Friday, October 24, 2014

October 24th, outsourced

An A to Z of Noah Webster's finest forgotten words. [HT Kaylee]

When a woman conceals the first trimester of pregnancy, who is she trying to protect? I have Feelings about this one. I don't disagree with anything the author says in her article, but personally, I don't like being pregnant and I don't like it being anyone's business but mine for as long as possible.

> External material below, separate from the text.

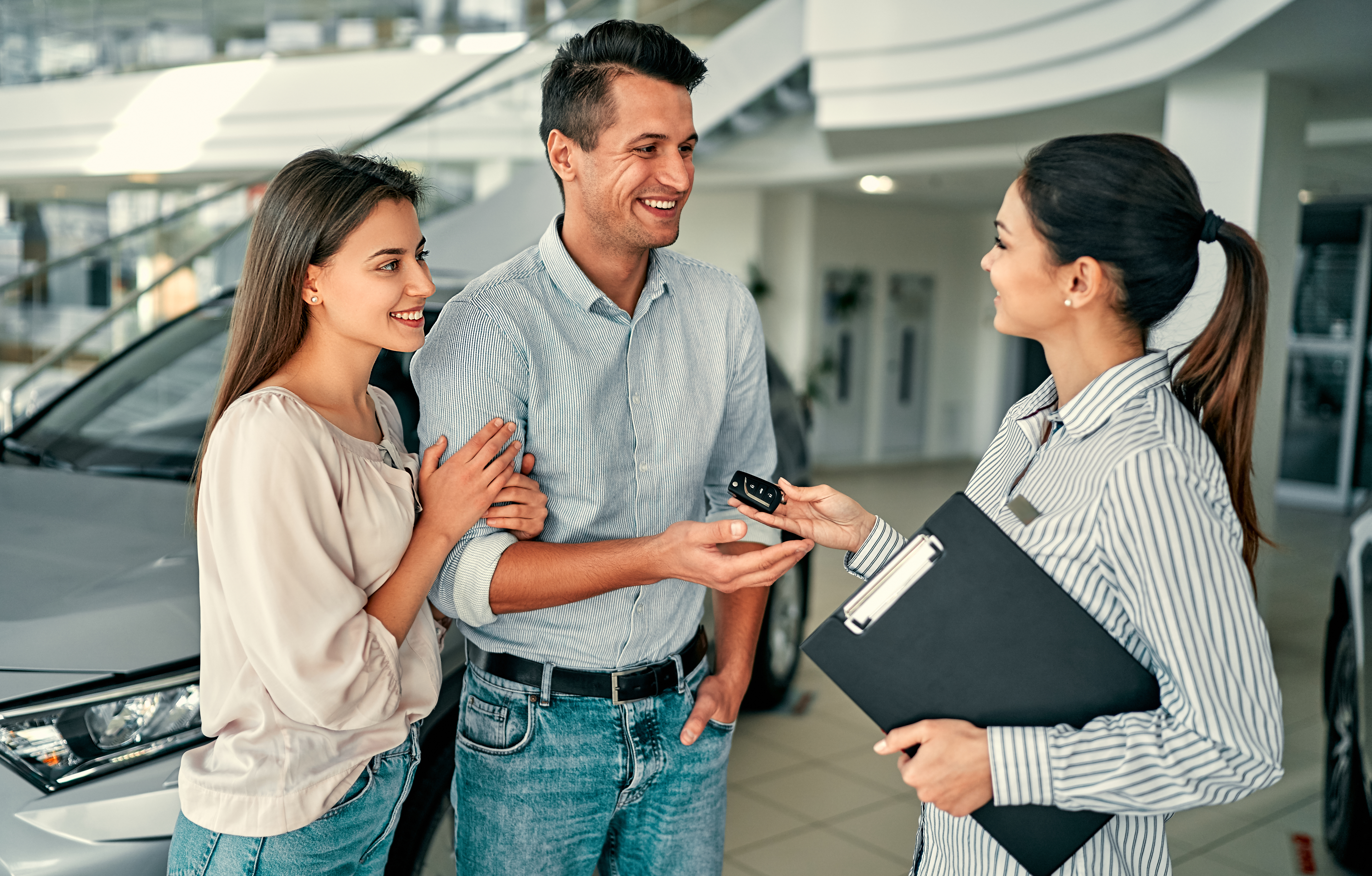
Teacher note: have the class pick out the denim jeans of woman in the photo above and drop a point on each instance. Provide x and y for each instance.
(556, 785)
(350, 840)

This Last Week Tonight video has the usual sprinklings of profanity (f-bombs are bleeped; s-bombs are not), but I think it's worth a watch (if you can't bear it, there was a (IIRC) profanity-free This American Life episode about the same issue a few years ago: this one). Oh, the issue is native battlefield interpreters in Iraq and Afghanistan risking their lives to help US troops, and then being denied entry to the US even when their lives are threatened for their trouble.

I hope to re-read this article about fathers' relationships with their daughters during their growing-up years. It has a lot to think about and discuss.

5 comments:

Amira said...

I didn't feel shame when I had to tell people I'd miscarried the first time. I was annoyed that some people who weren't supposed to know had found out and so I had to tell them I'd miscarried. I HATED dealing with the people.

No one knew I was pregnant until *I* was ready to tell them after that and I never regretted it when I had more miscarriages. And I didn't regret it when no one knew I was pregnant with my last son until I was a long way into that pregnancy. It was my choice. I'm fine with talking about the miscarriages now, and I do, but I really didn't want to deal with people when they were happening.

Tell people when you want to tell them. But don't try to convince me that I ought to tell people earlier anymore than that I ought to wait to tell people. Let me choose.

Jen said...

John Oliver is a genius. He can be a profane genius, yes. But he's brilliant, none the less. Did you see his commentary about the Miss America pageant?

The summer he took over for Jon Stewart was bliss.

Liz Johnson said...

Anybody who tells somebody that there's a "right" time to talk about a pregnancy or whatever is wrong. Could we please stop making the decisions of pregnant women for them and let them make them for themselves?! Gah! I swear, there is never more invasion of privacy and/or exercising control over a woman's body than during pregnancy. For crying out loud. Tell people when you want, or don't, or whatever. Yes, there should be less stigma about miscarriage and telling people early, but even if it were something we regularly talked about, some people still wouldn't want to open up. It's ok to not want to talk about these things. GAAHHHH.

Sorry for the rant. I get angry about this kind o' thing.

Bridget said...

Yes, I saw the Miss America one and it was the best. Jeremy and I still quote it to each other.

See, that is one of the reasons I *don't* like announcing pregnancies early - once I do, I am subject to the invasions of privacy Liz mentioned! But I am all in favor of people telling early if they want to. Let's all be friends.

Jennifer said...

Regarding the pregnancy article, I think she got a lot of things right, except I don't think the feeling women are trying to avoid is the "shame" of losing a pregnancy but rather avoiding having to share their grief with everyone.

I think a very wise way to look at the situation is to look at those who have lost a pregnancy after announcing it early on. This happened to two friends of mine. Both announced their third pregnancies before 8 weeks (ok, well one of them was outed by her 4 year old in Testimony meeting). Both then miscarried a few weeks later. When they got pregnant again, one of them very soon, the other a few years later, they both chose not to announce until much later in the pregnancy. I think that is telling about the experience they had previously had.

I had a miscarriage a couple of months ago. I was only 8 weeks, but I was so glad I had a very close circle of people (parents, sisters) who knew I was pregnant so that I had the support I needed at the moment. But I was relieved that one else know because it was a personal time of grieving. Anyway, I guess I agree with the other comments. Do whatever feels right to you!!